This past week (Oct. 14-21) was the 21st annual New Orleans Film Festival, featuring showings at The Prytania Theatre, the CAC, NOMA, The Theatres at Canal Place and other locations. I was able to attend a screening of Howl –– based on the poem of the same name –– starring James Franco, at The Prytania, and I felt the full effect of the popularity this festival has gained in recent years.
The Prytania is not a particularly large theater; in fact, one of its many charms –– among them the vintage, classic feel and atypical movie selections –– is the modest size; it avoids the formula of epic mega-plexes replete with mindless blockbusters. A trip to The Prytania is, in many ways, a trip back in time –– generations have seen it change only minimally, maintaining its character.
Keeping the size of the venue in mind, I was shocked to walk up to the theater and see a line of ticket-holders wrapped around the corner. The wait was admittedly very long, and the doors didn’t open until about 30 minutes after the supposed show time. But once inside the theater, I felt a bit of the exciting appeal of a film festival –– energy and expectations, meet-and-greets with filmmakers and the buzz of hipster film-buffs (and, in this case, lit-buffs) who were ready to criticize the big-screen iteration of iconic beat poet Allen Ginsberg.
As for the movie itself, Howl was a mostly positive mixed bag. Franco was fantastic as Ginsberg, nervous and honest and passionate. The story was also quite moving, telling of Ginsberg’s sad childhood and the realization of his homosexuality, followed by a lonely and luckless love life. (It’s got to be hard to fall in love with, and be subsequently rejected by, Jack Kerouac.) Ginsberg also experienced a stint in a mental hospital, where he befriended Carl Solomon, whose intense treatments in the hospital inspired “Howl.”
The movie was a mash-up of four main elements: Ginsberg reciting the eponymous poem at an underground beatnik poetry reading, an odd animated narrative of the poem itself, Ginsberg explaining his life and the poem to an anonymous interviewer and finally a courtroom scene recounting the obscenity trial against the publishers of “Howl.”
The courtroom scene delved into 1950s views of censorship, vulgarity, sexuality and art, ultimately (spoiler alert!) concluding that the poem was not, in fact obscene, and that it was “of redeeming social importance.” Highlights of the court scene included Jon Hamm’s portrayal of a cool and collected defense lawyer and Jeff Daniels’ smug and nauseating literary “expert” testifying against the poem.
Although the height of the beat generation is long-gone, I feel like every generation since (and possibly before) experiences many of the same challenges, urges and disillusionments. Every generation thinks the preceding one doesn’t understand; every generation thinks the following one doesn’t appreciate. Ginsberg called Part I of “Howl” "a lament for the Lamb in America with instances of remarkable lamb-like youths”; Part II "names the monster of mental consciousness that preys on the Lamb"; and Part III is "a litany of affirmation of the Lamb in its glory."
If Ginsberg’s descriptions may seem over-the top, well, it’s poetry. And though many readers (or viewers, in this case) can’t quite relate to being institutionalized and held to 1950s morality standards, we can all relate, on some level, to the desire to break free, to be honest and to be true to ourselves. As I sat watching Howl as a part of the New Orleans Film Festival, I couldn’t help but look around and wonder how many audience-members did relate:
The “angel-headed hipsters burning for the ancient heavenly connection to the starry dynamo in the machinery of night…

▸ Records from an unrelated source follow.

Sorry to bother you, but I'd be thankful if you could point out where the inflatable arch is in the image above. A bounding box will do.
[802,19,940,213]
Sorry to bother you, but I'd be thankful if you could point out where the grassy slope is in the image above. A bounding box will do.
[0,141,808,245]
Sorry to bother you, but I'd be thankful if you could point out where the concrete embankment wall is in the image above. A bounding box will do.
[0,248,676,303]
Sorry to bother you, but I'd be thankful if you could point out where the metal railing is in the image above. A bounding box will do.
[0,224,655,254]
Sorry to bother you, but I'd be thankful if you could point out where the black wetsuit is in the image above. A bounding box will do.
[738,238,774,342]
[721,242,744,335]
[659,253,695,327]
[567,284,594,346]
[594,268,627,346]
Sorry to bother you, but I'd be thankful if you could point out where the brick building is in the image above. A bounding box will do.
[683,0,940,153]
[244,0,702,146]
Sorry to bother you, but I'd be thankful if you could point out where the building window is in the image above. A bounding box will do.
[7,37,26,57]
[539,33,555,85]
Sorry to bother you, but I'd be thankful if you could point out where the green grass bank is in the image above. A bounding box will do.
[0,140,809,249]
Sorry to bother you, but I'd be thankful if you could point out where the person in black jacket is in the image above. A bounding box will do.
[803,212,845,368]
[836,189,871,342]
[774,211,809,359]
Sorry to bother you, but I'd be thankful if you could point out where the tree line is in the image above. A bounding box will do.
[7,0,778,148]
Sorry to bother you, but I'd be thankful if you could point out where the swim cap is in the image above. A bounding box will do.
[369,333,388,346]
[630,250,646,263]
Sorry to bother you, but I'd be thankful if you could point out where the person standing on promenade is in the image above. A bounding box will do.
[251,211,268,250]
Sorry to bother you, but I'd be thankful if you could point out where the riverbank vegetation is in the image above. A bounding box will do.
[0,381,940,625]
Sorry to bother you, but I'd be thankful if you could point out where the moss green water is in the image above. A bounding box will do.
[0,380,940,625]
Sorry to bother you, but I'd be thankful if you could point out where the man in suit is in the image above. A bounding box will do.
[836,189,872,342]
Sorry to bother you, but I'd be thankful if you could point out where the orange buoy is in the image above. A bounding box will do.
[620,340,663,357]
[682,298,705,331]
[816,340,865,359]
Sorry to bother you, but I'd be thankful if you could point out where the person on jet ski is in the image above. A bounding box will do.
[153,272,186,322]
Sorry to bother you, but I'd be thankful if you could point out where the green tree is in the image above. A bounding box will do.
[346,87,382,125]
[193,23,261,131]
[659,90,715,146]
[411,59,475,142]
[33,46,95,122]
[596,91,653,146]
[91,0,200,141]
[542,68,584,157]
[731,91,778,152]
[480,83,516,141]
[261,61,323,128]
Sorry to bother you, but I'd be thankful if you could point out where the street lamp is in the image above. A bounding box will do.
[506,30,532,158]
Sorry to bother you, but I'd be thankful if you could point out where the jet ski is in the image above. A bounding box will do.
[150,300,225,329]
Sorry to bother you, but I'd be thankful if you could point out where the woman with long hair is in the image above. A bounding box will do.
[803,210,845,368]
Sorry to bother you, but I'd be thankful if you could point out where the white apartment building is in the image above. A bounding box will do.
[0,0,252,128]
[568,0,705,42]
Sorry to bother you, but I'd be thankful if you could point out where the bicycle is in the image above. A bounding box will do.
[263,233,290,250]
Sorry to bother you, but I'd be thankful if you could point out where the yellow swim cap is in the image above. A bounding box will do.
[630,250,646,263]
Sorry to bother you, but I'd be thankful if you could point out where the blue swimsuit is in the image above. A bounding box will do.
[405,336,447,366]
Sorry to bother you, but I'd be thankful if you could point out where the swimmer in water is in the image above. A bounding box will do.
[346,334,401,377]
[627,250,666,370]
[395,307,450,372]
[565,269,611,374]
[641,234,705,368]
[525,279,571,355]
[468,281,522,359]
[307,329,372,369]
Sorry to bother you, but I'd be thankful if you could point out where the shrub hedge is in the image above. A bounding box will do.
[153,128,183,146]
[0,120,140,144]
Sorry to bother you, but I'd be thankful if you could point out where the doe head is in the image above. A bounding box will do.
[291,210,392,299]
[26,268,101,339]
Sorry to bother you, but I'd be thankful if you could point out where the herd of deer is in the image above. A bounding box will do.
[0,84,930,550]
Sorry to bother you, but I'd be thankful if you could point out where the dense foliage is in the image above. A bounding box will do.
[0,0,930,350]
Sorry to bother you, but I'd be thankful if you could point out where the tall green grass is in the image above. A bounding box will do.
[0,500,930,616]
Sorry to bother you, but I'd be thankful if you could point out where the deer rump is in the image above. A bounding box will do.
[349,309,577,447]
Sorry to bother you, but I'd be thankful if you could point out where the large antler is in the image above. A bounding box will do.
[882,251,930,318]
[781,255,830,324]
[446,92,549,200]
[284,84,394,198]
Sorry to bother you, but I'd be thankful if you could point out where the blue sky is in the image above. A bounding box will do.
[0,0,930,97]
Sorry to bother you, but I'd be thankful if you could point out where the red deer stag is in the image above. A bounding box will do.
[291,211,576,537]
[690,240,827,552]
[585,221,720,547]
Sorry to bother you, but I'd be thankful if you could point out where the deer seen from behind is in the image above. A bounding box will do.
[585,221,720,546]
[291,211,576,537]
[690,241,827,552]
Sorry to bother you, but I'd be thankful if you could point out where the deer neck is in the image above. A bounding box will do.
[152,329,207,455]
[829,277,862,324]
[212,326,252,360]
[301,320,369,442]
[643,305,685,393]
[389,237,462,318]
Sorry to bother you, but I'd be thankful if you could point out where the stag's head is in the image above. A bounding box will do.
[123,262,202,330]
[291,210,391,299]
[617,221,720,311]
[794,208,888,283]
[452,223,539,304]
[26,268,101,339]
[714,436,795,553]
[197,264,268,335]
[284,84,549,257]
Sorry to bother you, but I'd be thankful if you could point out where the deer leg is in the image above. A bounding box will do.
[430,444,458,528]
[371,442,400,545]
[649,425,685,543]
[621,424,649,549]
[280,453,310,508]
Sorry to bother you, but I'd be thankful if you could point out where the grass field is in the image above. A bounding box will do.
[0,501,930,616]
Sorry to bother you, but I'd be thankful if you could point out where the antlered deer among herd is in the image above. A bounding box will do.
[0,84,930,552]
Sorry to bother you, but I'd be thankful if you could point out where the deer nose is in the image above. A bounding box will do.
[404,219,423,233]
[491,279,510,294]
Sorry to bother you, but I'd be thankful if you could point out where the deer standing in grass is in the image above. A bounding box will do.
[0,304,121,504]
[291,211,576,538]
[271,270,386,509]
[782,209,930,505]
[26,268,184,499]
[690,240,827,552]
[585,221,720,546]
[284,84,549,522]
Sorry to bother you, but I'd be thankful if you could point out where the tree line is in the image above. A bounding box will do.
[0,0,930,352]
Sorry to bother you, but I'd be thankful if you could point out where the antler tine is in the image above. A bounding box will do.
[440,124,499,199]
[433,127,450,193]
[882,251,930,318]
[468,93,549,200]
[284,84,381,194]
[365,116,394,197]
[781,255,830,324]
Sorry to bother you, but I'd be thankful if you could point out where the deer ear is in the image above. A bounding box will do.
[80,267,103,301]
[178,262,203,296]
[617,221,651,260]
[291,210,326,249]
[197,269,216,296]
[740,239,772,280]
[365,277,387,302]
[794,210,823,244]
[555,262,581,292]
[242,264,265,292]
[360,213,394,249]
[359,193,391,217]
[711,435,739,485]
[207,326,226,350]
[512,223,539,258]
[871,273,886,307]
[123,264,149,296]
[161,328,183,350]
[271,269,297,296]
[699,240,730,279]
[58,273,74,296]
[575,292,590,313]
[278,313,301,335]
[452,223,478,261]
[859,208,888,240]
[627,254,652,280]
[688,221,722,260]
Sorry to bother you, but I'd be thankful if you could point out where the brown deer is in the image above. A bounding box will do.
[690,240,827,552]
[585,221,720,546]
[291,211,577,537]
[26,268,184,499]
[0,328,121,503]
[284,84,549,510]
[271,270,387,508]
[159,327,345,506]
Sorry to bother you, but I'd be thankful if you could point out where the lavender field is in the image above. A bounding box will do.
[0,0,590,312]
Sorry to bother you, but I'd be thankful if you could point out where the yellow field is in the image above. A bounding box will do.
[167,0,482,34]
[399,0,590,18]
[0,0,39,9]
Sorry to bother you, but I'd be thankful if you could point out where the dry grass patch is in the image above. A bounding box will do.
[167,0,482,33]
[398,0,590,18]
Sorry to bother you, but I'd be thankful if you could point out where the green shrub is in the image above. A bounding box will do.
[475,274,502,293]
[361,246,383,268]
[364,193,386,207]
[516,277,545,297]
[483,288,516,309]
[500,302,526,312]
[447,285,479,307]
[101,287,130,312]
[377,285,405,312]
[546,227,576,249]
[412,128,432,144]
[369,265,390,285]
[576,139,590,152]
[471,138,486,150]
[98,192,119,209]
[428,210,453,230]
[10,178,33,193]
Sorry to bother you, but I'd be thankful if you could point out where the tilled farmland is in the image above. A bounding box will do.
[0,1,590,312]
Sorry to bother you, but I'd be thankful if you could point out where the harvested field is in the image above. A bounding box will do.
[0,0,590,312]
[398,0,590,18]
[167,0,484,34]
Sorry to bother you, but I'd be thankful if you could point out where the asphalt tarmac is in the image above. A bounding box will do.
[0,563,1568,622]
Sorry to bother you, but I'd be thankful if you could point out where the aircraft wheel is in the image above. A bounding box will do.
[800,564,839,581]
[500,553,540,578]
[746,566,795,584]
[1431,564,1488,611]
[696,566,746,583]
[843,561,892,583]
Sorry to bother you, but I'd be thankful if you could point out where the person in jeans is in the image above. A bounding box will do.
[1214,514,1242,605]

“Floating across the tops of cities contemplating jazz…
“Who scribbled all night rocking and rolling over lofty incantations which in the yellow morning were stanzas of gibberish.”
I think the ultimate message of the movie, the poem and of Ginsberg’s life itself is one to which New Orleanians can relate: a howl of joy, not of pain or agony. An absolute expression of life and vitality. Ginsberg (spoiler alert, again) finally found love with his life partner, Peter Orlovsky, and ultimately became one of the most influential voices of the beat generation. “Howl” is considered one of the great works of the 20th century.
While the film Howl may not be remembered at such a level, it was undoubtedly a successful addition to the Film Festival –– New Orleans will always appreciate the spirit of artists, lovers, poets and musicians, especially the obscene ones. And if this year was any indication, we can rely on the New Orleans Film Festival to continue to bring them to us.